5. Мой мир в предвоенные годы

Итак, в 40-ом году я уже хорошо знал, что живу именно в этом году. Что же я помню из 30-ых годов, о которых я тогда не знал, что они тридцатые? Есть ли в моем опыте что-нибудь, что я мог бы предъявить в доказательство того, что застал эти страшные сталинские тридцатые? Пожалуй, нет. Про репрессированного дедушку, как я уже писал, я узнал много позже. Вот разве что папина стального цвета шикарная шинель. И то ее историю я знаю только по рассказам. Тресковицкая школа стояла в самом начале деревни, чуть особняком, через дорогу от нашего дома. За школой тянулось поле, а далеко за полем был виден одинокий хутор. И вот хозяина этого хутора когда-то арестовали. Папу туда привели быть понятым то ли при самом аресте, то ли при описи имущества. И что-то из этого имущества можно было тут же за бесценок купить. И папа сразу на себя эту шинель надел и так в ней и сидел, пока там шли какие-то процедуры. Видимо, про арест мне когда-то позже рассказали, вряд ли тогда же. Но то, что это шинель белого офицера с хутора, я знал давно. Шинель эту мы увозили в эвакуацию, и после войны это было основное папино пальто помимо его солдатской шинели, в которой он вернулся из армии.

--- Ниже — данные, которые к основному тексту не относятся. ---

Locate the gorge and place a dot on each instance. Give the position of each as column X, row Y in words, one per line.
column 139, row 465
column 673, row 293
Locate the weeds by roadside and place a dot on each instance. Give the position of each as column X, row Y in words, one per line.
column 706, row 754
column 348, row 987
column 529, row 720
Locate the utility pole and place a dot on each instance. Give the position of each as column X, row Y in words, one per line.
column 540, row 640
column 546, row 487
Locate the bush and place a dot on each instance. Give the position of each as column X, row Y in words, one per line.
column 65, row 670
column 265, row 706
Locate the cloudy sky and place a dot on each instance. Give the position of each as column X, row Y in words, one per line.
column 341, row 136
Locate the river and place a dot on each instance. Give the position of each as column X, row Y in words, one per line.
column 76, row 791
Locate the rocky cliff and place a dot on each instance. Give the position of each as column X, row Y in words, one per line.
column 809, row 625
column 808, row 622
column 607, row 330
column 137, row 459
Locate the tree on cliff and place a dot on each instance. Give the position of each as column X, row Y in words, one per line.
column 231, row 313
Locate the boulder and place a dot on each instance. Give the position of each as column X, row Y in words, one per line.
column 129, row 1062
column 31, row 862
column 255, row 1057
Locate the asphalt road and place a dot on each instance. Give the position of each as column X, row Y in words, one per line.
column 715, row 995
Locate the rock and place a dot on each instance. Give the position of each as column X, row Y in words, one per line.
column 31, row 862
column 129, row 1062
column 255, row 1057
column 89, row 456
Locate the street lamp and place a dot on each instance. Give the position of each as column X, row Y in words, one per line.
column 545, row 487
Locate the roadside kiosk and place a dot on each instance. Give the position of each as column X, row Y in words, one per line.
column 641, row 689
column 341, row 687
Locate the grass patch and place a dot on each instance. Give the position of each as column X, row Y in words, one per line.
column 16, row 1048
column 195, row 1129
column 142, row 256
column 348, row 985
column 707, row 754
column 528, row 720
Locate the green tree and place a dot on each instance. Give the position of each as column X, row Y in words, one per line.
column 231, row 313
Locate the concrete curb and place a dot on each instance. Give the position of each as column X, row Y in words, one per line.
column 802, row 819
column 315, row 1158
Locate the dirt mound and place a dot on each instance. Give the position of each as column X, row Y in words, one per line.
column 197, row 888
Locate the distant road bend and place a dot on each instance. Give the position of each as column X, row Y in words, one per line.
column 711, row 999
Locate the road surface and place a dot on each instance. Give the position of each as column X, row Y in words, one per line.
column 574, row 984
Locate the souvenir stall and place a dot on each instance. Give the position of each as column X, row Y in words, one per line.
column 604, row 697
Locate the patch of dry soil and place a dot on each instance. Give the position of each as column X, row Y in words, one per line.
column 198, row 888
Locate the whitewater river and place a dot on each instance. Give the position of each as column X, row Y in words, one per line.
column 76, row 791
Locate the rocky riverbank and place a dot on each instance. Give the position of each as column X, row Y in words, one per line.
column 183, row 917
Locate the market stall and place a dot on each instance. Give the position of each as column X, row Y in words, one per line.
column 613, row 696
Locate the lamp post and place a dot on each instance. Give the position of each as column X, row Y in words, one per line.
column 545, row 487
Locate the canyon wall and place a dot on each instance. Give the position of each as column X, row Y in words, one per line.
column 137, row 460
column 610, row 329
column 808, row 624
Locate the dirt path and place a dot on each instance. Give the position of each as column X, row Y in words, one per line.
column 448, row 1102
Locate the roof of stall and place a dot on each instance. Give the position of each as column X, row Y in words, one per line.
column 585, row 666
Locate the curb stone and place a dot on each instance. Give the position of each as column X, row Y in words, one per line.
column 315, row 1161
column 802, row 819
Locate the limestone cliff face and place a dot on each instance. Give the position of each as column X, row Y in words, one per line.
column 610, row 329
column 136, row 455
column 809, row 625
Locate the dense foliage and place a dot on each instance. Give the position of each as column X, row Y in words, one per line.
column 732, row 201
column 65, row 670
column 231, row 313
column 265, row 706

В общем, ничего опасного в окружающем мире я не наблюдал, все воспоминания довольно безоблачные. Из чего состоял этот мой мир вокруг меня? Если выйти на крылечко нашего дома, то прямо и слева, за курятником и кустиками, окружавшими наш дворик, небольшое поле, за ним – лес. Впереди справа – дорожка к пруду, а за прудом открывается вид на соседнюю деревню Коноховицы и на кусочек проезжей дороги, ведущей к нашей деревне, скрытой справа за деревьями. Я, кстати, не знал и не считал, что мы живем в деревне. Деревня была отдельно, и мы отдельно. Как бы усадьба и при ней, чуть в стороне, деревня. Возможно, наш учительский дом и был когда-то домом какого-то небогатого помещика (в интернете я нашел, что, по данным «Памятной книжки Санкт-Петербургской губернии» за 1905 год, мызой Тресковицы площадью 500 десятин владела жена генерал-лейтенанта Ольга Александровна Стрельникова). Так вот, в том просвете между деревьями у пруда можно было заметить грузовик, идущий в нашу сторону. Потом он исчезал за деревьями, двигаясь по изгибающейся дороге вдоль нашей деревни. Чтобы увидеть грузовик снова, нужно было или бежать к окну в нашей комнате, выходящему на противоположную сторону улицы, или, обежав дом, подбежать к калитке и следить за дорогой, отделявшей наш садик от школы. Если грузовик шел к станции Вруда, то он скоро появлялся около калитки и уносился направо, где вдоль дороги строились новые дома. Можно было все это наблюдать и в обратном порядке: рассмотреть грузовик близко, у школы, а потом ждать, когда он, маленький, в пыли, покажется за прудом, удаляясь по дороге к Коноховицам. Из машин помню только грузовички. Легковые машины тогда, видимо, на нашей дороге практически не появлялись.

По той дороге, что за прудом, мы как-то ездили с мамой довольно далеко, в деревню Муромицы в гости к одному нашему знакомому, кажется, учителю местной начальной школы. Не помню, как и на чем мы туда доехали. Помню красивый тенистый парк, окружавший дом, и у какого-то большого дерева тяжелая толстая ветвь пригнулась к земле. Я по ней взбираюсь, этот знакомый дядя поддерживает меня за руку. Я уже довольно высоко, мне страшновато, а дядя что-то говорит про «воспитание силы воли», и я запоминаю эти новые для меня слова. Нас угощают вареньем тут же, в саду, а домой мы привозим много яблок, и они потом у нас лежат россыпью дома под кроватью. По этой же дороге через Коноховицы, когда мама серьезно заболела – об этом я еще напишу – мы с бабушкой возили ее на лошадях в какую-то поликлинику.

А прямо от крыльца нашего дома со стороны, противоположной школе, через поле проселочная дорожка вела в лес. У дороги, примерно на полпути до леса, был маленький холмик с каким-то путевым столбиком. И что-то у нас с мамой было связано с этим холмиком. По пути в лес мы на нем сидели, и мама что-то важное и интересное про него рассказывала. Что это чей-то домик, что там кто-то живет. Дальше по этой дорожке через лес можно было дойти до деревни Малая Вруда, и по дороге в лесу у нас с мамой была еще одна остановка у большого красивого валуна. Еще одна проселочная дорога, тоже через лес, на которую можно было свернуть с большой дороги за калиткой, вела в село Большая Вруда. Здесь жила Галочка Жгун. Там же на сельском кладбище была могилка тети Нины.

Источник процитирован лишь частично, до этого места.